In a small pot, combine the rice, a big pinch of salt, and 1 cup of water. Heat to boiling on high. Once boiling, reduce the heat to low. Cover and cook, without stirring, 13 to 15 minutes, or until the water has been absorbed and the rice is tender. Turn off the heat and fluff with a fork.
Meanwhile, in a large pan (nonstick, if you have one), heat 2 teaspoons of olive oil on medium-high until hot. Add the sliced mushrooms in an even layer. Cook, without stirring, 2 to 3 minutes, or until lightly browned. Add the sliced peppers and chopped garlic; season with salt and pepper.
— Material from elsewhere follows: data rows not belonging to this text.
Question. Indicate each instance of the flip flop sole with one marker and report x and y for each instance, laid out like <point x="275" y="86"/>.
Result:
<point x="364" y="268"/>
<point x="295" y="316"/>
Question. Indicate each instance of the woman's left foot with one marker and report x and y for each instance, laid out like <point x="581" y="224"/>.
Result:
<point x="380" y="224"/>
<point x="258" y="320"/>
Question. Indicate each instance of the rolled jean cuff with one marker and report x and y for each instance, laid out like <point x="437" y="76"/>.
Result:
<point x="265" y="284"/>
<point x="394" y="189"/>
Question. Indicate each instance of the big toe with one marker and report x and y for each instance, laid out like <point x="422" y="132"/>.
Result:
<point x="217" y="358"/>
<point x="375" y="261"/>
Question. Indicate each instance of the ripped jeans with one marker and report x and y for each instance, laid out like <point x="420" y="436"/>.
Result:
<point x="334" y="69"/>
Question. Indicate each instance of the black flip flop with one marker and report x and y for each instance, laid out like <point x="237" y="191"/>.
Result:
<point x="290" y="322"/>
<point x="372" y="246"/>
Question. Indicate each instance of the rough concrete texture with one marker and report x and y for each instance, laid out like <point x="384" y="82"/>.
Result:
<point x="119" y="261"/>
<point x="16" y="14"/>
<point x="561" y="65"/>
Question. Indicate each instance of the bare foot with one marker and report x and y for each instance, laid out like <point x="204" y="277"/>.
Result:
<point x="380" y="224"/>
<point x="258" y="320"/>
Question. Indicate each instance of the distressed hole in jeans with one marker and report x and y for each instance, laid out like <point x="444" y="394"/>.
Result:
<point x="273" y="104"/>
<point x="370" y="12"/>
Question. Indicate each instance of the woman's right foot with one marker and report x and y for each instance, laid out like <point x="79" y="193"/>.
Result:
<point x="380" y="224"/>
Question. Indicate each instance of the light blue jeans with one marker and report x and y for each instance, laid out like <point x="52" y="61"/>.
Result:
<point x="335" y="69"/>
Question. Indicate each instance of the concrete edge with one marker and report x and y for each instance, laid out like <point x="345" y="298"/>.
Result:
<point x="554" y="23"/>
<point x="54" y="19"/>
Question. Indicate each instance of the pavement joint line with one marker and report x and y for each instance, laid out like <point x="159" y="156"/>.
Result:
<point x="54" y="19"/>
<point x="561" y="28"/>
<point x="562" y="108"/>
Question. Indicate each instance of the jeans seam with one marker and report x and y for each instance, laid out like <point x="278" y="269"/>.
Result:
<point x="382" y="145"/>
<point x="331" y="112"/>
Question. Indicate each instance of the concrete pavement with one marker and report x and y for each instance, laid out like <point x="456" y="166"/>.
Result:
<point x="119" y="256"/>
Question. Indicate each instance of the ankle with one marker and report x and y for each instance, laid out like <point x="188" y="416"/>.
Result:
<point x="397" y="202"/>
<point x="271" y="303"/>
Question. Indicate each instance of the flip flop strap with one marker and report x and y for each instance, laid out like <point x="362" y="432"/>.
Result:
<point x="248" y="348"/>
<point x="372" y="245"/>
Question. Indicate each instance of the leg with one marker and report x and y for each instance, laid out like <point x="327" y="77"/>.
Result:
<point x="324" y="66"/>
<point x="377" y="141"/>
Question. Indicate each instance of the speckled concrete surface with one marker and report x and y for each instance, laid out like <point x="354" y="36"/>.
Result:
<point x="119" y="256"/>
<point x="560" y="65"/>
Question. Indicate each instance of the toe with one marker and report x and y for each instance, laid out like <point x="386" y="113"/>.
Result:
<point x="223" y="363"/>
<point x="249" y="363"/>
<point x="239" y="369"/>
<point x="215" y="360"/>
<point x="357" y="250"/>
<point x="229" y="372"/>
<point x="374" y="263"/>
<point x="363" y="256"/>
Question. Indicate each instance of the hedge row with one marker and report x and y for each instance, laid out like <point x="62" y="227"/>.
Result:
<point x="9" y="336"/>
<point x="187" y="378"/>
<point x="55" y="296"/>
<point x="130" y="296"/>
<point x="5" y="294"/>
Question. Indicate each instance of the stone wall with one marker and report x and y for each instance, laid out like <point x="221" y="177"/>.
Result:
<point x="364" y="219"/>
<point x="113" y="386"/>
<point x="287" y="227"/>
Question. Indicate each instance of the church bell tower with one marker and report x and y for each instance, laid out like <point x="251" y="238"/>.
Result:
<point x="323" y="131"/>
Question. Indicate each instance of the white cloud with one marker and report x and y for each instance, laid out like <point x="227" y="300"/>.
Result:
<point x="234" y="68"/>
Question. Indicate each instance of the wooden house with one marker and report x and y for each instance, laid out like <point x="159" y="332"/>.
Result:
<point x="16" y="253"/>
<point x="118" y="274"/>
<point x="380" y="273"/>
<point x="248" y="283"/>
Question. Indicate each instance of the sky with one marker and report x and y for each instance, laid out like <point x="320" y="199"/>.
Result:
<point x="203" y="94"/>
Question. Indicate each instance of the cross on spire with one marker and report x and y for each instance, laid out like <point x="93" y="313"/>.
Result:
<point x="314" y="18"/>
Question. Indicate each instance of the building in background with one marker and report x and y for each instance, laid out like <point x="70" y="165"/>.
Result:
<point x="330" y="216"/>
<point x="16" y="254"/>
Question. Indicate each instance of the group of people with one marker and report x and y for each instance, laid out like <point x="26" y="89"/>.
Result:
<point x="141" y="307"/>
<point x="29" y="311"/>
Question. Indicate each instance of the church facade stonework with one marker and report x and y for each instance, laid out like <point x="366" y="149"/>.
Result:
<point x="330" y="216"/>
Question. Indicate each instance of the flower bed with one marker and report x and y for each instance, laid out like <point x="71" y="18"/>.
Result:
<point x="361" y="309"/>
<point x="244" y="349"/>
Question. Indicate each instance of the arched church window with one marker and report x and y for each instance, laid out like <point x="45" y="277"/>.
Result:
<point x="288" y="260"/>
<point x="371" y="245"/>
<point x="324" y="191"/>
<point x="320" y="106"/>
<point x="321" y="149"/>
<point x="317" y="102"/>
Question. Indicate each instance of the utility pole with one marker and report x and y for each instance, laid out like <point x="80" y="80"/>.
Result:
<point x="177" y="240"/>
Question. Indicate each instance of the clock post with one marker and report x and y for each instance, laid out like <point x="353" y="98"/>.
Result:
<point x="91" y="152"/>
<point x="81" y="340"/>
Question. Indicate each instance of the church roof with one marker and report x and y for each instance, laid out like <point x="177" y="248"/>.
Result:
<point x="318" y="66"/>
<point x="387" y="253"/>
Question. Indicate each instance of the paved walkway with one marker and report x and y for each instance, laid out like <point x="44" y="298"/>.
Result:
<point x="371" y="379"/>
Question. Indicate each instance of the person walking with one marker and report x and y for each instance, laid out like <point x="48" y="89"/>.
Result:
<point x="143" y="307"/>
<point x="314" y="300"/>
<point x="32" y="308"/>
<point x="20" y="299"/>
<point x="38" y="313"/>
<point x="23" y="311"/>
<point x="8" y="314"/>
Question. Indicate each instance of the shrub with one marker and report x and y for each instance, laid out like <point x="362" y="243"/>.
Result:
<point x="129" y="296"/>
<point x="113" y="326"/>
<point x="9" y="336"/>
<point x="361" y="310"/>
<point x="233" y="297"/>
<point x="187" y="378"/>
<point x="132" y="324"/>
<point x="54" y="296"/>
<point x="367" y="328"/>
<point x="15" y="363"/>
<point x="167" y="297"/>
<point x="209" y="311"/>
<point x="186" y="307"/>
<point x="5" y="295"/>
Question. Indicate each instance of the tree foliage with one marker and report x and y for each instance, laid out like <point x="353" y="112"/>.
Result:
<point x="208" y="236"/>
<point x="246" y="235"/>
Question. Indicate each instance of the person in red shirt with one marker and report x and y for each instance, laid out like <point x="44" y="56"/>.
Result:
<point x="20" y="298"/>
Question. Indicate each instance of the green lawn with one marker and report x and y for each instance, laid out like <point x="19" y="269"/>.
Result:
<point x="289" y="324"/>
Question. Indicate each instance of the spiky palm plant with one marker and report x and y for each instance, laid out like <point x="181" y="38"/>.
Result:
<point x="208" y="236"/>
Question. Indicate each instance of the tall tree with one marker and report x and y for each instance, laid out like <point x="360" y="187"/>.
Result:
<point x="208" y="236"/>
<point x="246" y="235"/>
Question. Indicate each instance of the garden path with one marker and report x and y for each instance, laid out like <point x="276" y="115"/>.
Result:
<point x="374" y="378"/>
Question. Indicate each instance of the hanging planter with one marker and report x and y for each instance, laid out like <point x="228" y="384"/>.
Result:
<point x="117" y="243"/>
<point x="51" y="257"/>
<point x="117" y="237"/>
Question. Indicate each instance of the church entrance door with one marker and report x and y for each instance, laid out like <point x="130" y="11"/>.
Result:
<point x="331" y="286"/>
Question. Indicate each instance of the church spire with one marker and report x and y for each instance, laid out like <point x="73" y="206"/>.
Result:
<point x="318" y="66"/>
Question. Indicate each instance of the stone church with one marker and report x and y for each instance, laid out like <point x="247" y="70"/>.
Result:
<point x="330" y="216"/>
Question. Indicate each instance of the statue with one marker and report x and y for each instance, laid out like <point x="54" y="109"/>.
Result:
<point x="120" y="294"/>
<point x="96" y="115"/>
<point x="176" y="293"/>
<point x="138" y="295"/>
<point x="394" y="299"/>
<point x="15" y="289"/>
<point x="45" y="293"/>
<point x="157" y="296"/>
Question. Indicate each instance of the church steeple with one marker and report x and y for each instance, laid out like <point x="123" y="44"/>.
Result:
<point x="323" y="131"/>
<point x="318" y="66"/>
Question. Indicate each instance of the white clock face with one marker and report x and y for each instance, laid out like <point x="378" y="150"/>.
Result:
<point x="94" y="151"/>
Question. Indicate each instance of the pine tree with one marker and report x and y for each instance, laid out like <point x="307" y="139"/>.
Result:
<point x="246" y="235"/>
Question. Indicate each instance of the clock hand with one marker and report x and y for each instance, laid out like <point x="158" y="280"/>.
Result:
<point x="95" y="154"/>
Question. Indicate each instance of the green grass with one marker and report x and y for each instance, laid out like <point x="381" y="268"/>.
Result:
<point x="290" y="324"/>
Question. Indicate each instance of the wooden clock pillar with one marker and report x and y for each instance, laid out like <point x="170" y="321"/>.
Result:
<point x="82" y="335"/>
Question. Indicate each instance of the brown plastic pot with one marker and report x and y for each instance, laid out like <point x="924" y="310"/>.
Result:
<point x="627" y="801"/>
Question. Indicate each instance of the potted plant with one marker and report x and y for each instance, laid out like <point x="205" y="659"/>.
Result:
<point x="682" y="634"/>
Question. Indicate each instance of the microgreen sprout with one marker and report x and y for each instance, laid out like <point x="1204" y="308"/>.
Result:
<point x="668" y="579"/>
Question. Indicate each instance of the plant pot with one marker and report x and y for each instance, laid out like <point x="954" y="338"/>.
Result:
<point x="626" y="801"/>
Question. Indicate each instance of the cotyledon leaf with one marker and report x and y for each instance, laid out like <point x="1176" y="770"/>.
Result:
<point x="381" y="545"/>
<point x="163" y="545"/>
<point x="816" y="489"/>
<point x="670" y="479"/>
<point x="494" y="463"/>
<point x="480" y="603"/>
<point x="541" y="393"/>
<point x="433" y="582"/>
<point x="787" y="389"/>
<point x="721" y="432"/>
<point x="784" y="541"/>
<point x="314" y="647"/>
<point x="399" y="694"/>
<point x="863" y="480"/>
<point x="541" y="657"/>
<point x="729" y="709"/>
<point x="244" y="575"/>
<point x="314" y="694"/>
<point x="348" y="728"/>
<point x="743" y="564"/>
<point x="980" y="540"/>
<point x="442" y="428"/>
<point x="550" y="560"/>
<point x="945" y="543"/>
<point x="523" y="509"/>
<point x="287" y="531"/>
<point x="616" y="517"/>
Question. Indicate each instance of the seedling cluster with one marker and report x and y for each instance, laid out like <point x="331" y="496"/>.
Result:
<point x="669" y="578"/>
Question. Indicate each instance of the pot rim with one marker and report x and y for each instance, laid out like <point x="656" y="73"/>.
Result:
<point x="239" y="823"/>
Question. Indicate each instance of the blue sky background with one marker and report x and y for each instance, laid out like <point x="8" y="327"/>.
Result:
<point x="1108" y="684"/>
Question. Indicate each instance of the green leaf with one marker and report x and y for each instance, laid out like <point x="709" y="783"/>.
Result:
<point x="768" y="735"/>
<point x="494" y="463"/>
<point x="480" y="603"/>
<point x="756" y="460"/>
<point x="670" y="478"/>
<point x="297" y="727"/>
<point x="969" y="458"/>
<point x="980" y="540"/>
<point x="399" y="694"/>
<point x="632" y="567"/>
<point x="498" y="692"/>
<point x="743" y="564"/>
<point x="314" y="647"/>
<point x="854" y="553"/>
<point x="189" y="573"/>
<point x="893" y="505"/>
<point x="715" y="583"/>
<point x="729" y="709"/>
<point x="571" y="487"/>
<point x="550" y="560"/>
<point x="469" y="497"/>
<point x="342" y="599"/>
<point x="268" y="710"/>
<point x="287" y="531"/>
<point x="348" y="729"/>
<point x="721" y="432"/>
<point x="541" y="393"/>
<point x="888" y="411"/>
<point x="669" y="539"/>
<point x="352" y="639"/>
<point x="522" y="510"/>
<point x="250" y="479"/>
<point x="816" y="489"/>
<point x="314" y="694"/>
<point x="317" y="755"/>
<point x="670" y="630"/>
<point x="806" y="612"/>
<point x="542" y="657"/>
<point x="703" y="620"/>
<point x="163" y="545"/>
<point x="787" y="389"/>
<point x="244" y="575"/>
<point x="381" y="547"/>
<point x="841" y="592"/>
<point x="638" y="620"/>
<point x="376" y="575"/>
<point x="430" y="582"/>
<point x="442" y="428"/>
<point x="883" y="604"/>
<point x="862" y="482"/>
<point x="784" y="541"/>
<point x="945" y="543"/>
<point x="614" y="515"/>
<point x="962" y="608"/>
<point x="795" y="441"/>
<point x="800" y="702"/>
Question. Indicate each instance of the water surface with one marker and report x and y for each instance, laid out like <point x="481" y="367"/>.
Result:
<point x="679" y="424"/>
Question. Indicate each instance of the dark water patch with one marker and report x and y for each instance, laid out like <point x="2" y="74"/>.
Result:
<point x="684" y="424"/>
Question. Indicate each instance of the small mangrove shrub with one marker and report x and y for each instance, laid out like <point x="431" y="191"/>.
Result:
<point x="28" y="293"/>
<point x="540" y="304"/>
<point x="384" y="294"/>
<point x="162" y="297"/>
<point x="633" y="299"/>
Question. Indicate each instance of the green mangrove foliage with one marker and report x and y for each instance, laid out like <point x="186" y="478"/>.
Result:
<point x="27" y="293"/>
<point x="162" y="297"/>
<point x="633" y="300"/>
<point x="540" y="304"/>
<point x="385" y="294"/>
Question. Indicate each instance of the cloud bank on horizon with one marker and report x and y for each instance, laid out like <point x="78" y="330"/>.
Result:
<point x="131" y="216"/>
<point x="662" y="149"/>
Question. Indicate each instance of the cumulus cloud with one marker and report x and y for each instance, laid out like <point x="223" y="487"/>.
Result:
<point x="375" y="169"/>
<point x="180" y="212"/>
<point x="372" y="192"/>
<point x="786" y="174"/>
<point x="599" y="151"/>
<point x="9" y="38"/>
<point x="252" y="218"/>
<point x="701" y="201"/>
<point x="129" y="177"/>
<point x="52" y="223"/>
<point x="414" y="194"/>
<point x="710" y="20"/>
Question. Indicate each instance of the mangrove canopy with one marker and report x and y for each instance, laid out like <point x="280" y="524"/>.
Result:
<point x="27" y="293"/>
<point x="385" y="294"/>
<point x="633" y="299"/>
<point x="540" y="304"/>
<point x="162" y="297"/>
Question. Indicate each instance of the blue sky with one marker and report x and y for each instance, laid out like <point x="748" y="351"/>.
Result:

Cook, stirring occasionally, 2 to 3 minutes, or until the vegetables are softened. Add the spinach; season with salt and pepper. Cook, stirring frequently, 1 to 2 minutes, or until the spinach is slightly wilted. Turn off the heat. Transfer to a large bowl; stir in the crème fraîche. Taste, then season with salt and pepper if desired. Cover to keep warm. Wipe out the pan.
Pat the chicken dry with paper towels. Season with salt and pepper on both sides. In the same pan, heat 2 teaspoons of olive oil on medium-high until hot. Add the seasoned chicken. Cook 6 to 7 minutes per side, or until browned and cooked through.* Leaving any browned bits (or fond) in the pan, transfer to a cutting board.
*An instant-read thermometer should register 165°F.
To the pan of reserved fond, add the sauce (carefully, as the liquid may splatter). Cook on medium-high, stirring frequently and scraping up any fond, 30 seconds to 1 minute, or until slightly thickened. Turn off the heat. Taste, then season with salt and pepper if desired. Slice the cooked chicken crosswise. Add the cooked rice to the bowl of finished vegetables; stir to combine. Serve the finished rice and vegetables topped with the sliced chicken and finished sauce. Garnish with the cheese. Enjoy!